The ruling, handed down by the New South Wales Supreme Court, upheld a clause in Jones’s contract guaranteeing him a minimum of A$14m over two years. Harbour Radio’s attempt to argue that a drop in ratings justified his sacking without notice was dismissed. The court simply pointed to the plain language of the contract. This is precisely the sort of judicial rigour that keeps international firms flocking to London’s courts. When I advised on cross-border disputes in the 2000s, we often counselled clients to specify English law precisely because of this predictability. The alternative, say, a French commercial court, can be too sympathetic to the employee. In London, the contract is king.
Now, the cynic in me notes that Jones’s payout, while eye-watering, pales in comparison to the sums sloshing around the UK’s own broadcasters. But the principle is what matters. This decision reinforces that if you sign a contract in London, you better be prepared to honour it. For the UK’s legal sector, which contributes nearly £60bn to the economy annually, such international endorsements are priceless. They burnish our reputation as a jurisdiction where property rights are sacrosanct. Compare that to the continental model, where labour courts often rewrite contracts to suit ‘social justice’ narratives. The Jones case is a triumph for common law pragmatism.
Of course, the perennial critics will moan about executives ‘golden parachutes’ and the excesses of capitalism. But let’s be clear: a contract is a voluntary agreement. If Harbour Radio wanted to sack Jones for poor performance, they should have written that into the terms. They didn’t. The court’s job is not to rescue parties from bad bargains. This is basic contract law 101. The UK’s Supreme Court has consistently taken the same line, most famously in the 2015 case of Arnold v Britton, where Lord Neuberger stressed that the court’s role is to interpret what the parties agreed, not what they might have intended.
For investors, this sends a powerful signal. The UK’s legal framework offers a haven of predictability in a world of increasing regulatory volatility.

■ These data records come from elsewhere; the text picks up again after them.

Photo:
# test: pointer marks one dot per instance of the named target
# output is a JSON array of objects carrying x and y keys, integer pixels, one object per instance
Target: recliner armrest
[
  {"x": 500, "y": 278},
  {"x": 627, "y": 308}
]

While the government flirts with higher taxes and more red tape, the judiciary remains a bastion of market-friendly common sense. The Jones payout, though an Australian case, is effectively a free advertisement for English law. Expect more international firms to specify London arbitration clauses in their commercial contracts.

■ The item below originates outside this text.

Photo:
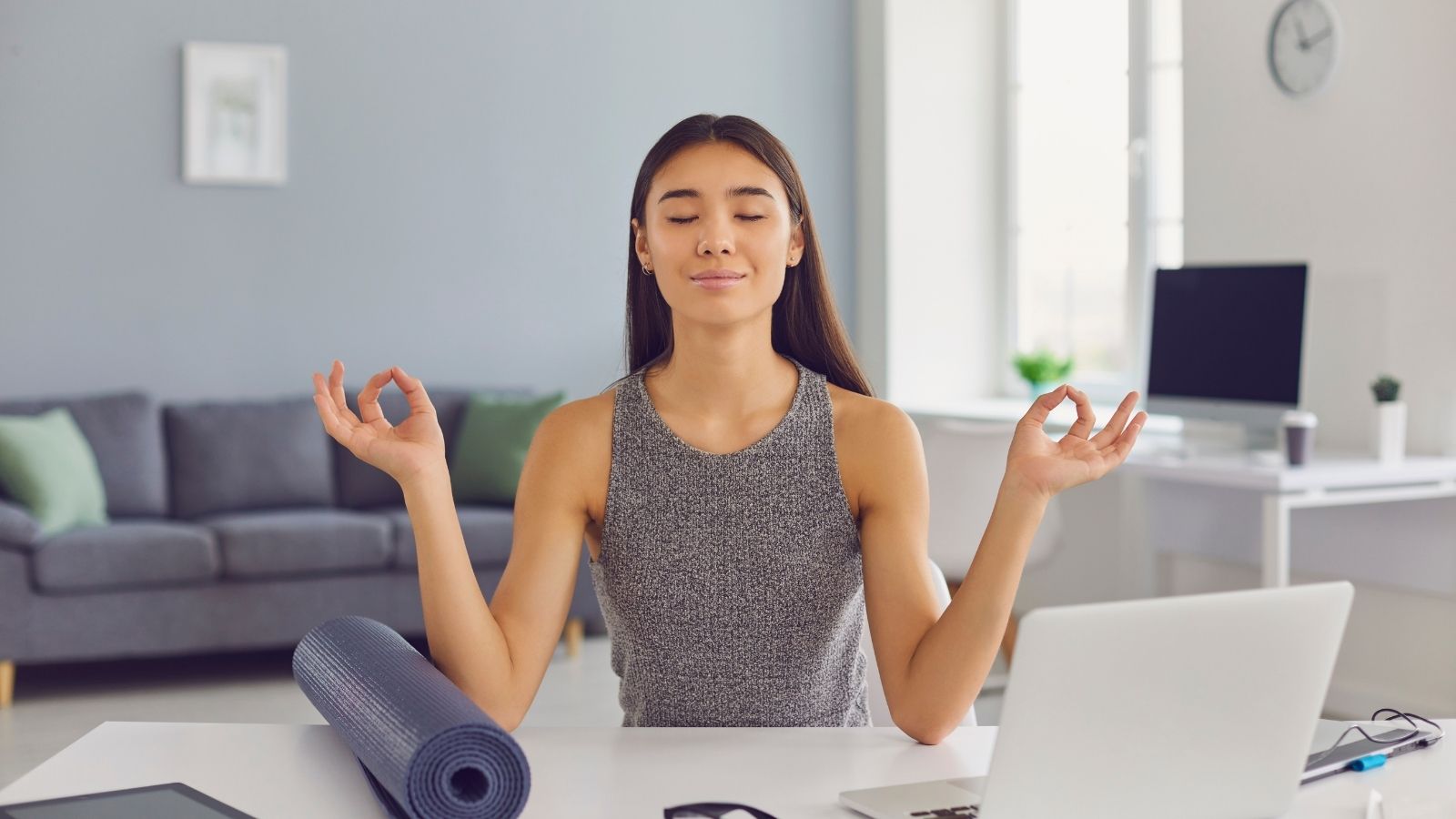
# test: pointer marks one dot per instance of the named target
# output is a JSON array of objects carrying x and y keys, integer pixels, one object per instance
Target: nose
[{"x": 715, "y": 238}]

But the broader lesson here is about the sanctity of contracts in an age of political uncertainty. As the UK grapples with inflation, soaring gilt yields, and capital flight concerns, one thing we must not sacrifice is legal certainty. The government’s recent tinkering with the Retail Prices Index and threats to override elements of the Brexit Withdrawal Agreement have unnerved markets. The Jones decision is a welcome reminder that, for now, our courts remain aloof from political meddling.
The bottom line? If you want to do business in a system where words mean what they say, London is your best bet. The shock jock may be down under, but his payout is a testament to enduring British legal values. That is worth far more than £7m to the City’s reputation.